Ein „Date zu Dritt“ im Dunkeln ist doch im Grunde ein Blind Date. Wenn man einen seiner beiden Begleiter vorher noch nie gesehen hat, ist es dann ein „Blind blind Date“? Jedenfalls, ob Date oder nicht, beim Dinner in the Dark kommen die Gäste einander ohnehin rascher näher, als dem einen oder anderen vielleicht lieb ist.

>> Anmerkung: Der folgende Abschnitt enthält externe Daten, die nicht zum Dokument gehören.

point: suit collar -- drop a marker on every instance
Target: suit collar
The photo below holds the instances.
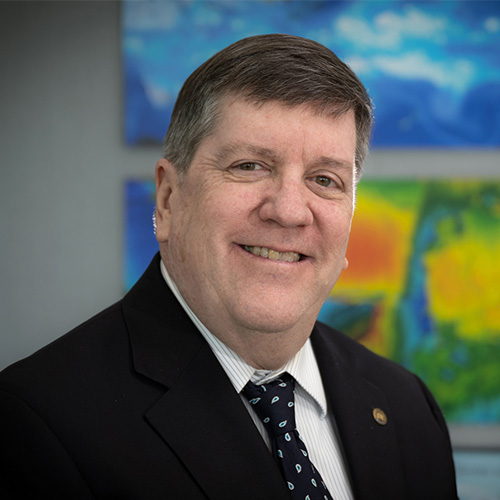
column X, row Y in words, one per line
column 200, row 416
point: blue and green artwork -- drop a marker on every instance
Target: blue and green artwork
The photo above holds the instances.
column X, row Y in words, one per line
column 432, row 68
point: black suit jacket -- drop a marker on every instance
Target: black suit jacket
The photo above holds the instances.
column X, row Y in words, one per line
column 134, row 405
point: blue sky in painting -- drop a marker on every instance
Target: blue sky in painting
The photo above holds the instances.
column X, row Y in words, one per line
column 432, row 68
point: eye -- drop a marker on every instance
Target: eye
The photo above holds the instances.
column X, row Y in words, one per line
column 249, row 166
column 323, row 181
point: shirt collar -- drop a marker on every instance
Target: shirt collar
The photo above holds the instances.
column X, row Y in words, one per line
column 303, row 366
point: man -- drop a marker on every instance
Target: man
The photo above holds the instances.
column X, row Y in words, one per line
column 152, row 398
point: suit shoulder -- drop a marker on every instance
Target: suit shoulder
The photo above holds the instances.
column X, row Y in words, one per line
column 356, row 355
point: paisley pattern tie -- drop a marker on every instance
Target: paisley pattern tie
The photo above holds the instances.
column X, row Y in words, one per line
column 274, row 405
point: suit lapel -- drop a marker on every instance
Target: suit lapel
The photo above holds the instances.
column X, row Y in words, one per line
column 200, row 417
column 371, row 449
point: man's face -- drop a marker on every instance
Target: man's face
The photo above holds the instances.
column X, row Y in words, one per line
column 255, row 235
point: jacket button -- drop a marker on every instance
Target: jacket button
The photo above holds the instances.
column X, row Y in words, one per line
column 379, row 416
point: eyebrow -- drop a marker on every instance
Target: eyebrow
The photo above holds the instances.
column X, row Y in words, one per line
column 275, row 157
column 244, row 148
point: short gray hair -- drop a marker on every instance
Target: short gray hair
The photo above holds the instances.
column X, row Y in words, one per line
column 276, row 67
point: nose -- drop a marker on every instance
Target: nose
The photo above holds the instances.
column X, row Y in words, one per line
column 286, row 203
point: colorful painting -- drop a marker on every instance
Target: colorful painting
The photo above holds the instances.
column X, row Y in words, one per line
column 432, row 68
column 421, row 287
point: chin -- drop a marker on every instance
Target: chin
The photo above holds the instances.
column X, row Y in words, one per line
column 274, row 320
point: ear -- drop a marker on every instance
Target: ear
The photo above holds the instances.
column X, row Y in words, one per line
column 346, row 264
column 167, row 183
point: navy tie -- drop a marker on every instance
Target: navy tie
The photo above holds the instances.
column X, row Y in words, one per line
column 274, row 405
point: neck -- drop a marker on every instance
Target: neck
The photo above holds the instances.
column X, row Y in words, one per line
column 265, row 350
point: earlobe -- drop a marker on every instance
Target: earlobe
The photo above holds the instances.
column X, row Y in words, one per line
column 166, row 183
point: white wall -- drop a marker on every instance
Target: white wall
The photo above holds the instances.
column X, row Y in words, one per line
column 63, row 163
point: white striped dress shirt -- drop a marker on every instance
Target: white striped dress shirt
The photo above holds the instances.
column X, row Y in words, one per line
column 311, row 413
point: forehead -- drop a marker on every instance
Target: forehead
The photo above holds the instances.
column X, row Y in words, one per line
column 274, row 126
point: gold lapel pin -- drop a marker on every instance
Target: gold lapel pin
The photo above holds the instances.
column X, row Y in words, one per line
column 379, row 416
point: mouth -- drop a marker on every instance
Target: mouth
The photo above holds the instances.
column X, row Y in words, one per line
column 269, row 253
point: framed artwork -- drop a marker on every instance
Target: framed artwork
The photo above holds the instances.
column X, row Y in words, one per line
column 421, row 287
column 432, row 68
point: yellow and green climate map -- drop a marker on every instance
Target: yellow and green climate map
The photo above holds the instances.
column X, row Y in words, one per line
column 423, row 287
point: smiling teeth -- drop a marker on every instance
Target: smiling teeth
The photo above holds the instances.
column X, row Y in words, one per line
column 269, row 253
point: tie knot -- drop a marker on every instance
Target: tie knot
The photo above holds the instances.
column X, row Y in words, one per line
column 274, row 404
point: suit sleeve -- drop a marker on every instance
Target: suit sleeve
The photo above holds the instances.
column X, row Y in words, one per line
column 33, row 463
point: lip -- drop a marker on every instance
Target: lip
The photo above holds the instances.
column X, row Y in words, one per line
column 275, row 250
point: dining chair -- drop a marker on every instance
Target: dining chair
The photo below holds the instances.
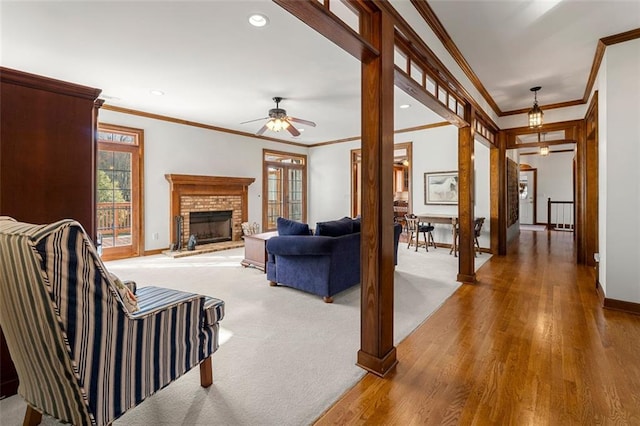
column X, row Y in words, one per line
column 477, row 230
column 86, row 348
column 415, row 227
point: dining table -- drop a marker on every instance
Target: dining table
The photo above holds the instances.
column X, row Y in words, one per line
column 449, row 219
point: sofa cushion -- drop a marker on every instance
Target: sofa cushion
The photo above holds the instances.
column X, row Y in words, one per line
column 335, row 228
column 126, row 293
column 291, row 227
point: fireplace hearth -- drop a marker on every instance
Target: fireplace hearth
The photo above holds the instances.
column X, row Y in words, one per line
column 211, row 226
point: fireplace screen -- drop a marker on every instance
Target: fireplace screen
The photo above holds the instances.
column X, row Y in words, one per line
column 211, row 226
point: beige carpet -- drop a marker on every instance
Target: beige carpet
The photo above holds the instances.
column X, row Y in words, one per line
column 285, row 355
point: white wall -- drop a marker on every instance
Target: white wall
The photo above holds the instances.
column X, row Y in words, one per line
column 619, row 143
column 176, row 148
column 434, row 150
column 555, row 179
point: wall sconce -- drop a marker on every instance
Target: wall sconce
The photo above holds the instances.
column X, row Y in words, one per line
column 535, row 113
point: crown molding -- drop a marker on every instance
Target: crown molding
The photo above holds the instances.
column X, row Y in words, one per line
column 196, row 124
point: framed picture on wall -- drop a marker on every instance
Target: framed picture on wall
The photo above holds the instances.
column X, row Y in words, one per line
column 441, row 188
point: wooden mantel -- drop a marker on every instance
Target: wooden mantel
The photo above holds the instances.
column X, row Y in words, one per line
column 181, row 185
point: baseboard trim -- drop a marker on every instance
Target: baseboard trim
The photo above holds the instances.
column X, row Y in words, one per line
column 621, row 305
column 467, row 279
column 155, row 251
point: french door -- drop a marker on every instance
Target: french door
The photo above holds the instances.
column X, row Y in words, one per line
column 284, row 188
column 119, row 191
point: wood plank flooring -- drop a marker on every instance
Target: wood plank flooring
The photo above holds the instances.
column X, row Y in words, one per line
column 528, row 344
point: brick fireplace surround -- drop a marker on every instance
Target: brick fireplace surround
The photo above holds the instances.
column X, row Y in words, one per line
column 195, row 193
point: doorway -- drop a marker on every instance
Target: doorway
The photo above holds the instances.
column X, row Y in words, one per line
column 284, row 188
column 527, row 187
column 402, row 182
column 119, row 191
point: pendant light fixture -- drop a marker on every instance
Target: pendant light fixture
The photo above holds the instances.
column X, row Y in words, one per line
column 535, row 113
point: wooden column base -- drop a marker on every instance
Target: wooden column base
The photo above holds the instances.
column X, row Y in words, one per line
column 32, row 417
column 467, row 279
column 378, row 366
column 206, row 373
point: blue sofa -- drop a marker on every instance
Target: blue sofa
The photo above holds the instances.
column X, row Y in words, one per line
column 323, row 264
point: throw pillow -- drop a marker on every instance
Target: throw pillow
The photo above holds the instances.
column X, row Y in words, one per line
column 335, row 228
column 129, row 299
column 291, row 227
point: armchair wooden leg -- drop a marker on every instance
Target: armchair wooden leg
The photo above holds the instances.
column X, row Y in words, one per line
column 206, row 373
column 32, row 417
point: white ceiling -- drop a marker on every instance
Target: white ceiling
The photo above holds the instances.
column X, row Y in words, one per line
column 216, row 69
column 516, row 44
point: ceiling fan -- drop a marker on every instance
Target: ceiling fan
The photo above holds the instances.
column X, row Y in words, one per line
column 279, row 120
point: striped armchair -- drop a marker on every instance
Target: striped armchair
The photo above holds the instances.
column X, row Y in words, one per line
column 81, row 355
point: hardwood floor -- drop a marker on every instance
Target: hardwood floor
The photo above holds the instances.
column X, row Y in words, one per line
column 528, row 344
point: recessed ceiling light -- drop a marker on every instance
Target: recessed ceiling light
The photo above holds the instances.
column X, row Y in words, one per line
column 258, row 20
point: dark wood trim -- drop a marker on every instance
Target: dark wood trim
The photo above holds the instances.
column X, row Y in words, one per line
column 432, row 20
column 622, row 305
column 38, row 82
column 405, row 130
column 154, row 251
column 550, row 152
column 545, row 143
column 621, row 37
column 326, row 23
column 599, row 54
column 195, row 124
column 412, row 88
column 426, row 54
column 466, row 187
column 498, row 197
column 544, row 107
column 528, row 168
column 591, row 191
column 285, row 190
column 600, row 292
column 137, row 192
column 377, row 352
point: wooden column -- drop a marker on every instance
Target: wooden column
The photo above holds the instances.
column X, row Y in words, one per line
column 498, row 192
column 377, row 353
column 466, row 188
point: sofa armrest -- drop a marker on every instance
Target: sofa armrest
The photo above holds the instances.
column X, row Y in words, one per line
column 301, row 245
column 152, row 300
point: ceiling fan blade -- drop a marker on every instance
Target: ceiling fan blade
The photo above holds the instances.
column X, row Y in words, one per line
column 292, row 129
column 301, row 121
column 262, row 130
column 251, row 121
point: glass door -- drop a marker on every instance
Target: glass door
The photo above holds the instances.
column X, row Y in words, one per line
column 118, row 192
column 284, row 188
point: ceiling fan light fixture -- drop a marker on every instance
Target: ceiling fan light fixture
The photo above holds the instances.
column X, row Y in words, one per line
column 535, row 113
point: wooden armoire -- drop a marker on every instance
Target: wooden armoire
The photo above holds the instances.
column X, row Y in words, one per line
column 47, row 160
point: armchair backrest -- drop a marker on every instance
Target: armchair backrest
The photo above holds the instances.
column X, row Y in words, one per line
column 57, row 304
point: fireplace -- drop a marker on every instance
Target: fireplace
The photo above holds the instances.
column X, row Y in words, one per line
column 194, row 193
column 211, row 226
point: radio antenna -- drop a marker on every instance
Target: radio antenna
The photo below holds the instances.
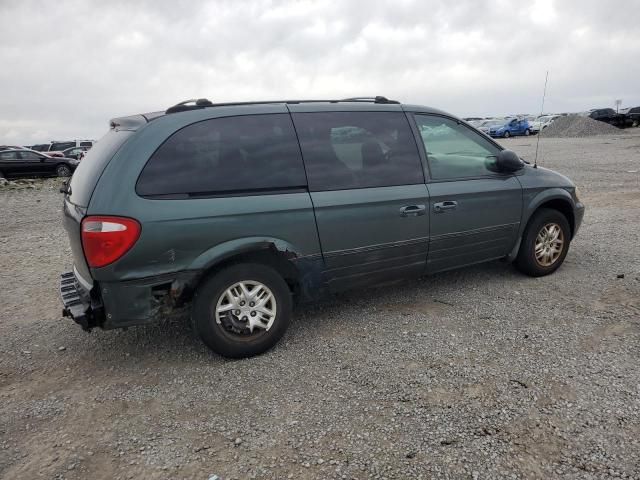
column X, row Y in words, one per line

Zu unserem Tisch in dem völlig abgedunkelten Raum geleiten uns zwei Kellner, die den ganzen Abend für uns zuständig sein werden. Wir tasten uns an der Wand entlang, eine Hand landet auf der Schulter von M., meinem „Blind blind Date“, die andere reiche ich der Dame hinter mir, die ich bis dahin noch nicht einmal gesehen habe. Wie gesagt: Man kommt einander rasch näher. Ohnehin entschuldigt sich laufend jemand beim anderen, weil ganz unbeholfen irgendwo hin gefasst wurde, wo nicht hingefasst werden sollte bzw. wollte. „Also mit einem notorischen Grapscher möchte ich hier nicht essen“, sage ich zu Freund W. War ja klar, dass er mir als Antwort prompt das Knie tätschelt. Und dafür einen Stoß in die Rippen kassiert.
Reden statt sehen
Wir haben viel Spaß. So viel, dass wir teilweise das Gefühl haben, die anderen Gäste zu unterhalten. Besonders M. und ich scheinen die Stille vor Augen mit übertriebenem Überwinden der akustischen Stille kompensieren zu wollen. W. treibt lieber Schabernack und klaut uns in der Zwischenzeit das Besteck. Macht nichts. Später werden wir noch zugeben, dass wir sowieso mehr mit den Fingern als mit Messer und Gabel gegessen haben. Die Geschmacksnerven haben so oder so viel zu tun. „Das ist sicher Rind“, sind wir beim Hauptgang überzeugt. Später erfahren wir: Es war Schwein. Nicht weiter tragisch, es schmeckt hervorragend. Schlimmer finde ich es, dass ich beim Dessert mit der Gabel etwas aufspieße, das sich nach längerem Kauen, Stirnrunzeln und fragenden Blicken, die niemand sehen kann, nicht als Süßigkeit, sondern als liegengebliebenes Stück des Erdäpfelsalats entpuppt.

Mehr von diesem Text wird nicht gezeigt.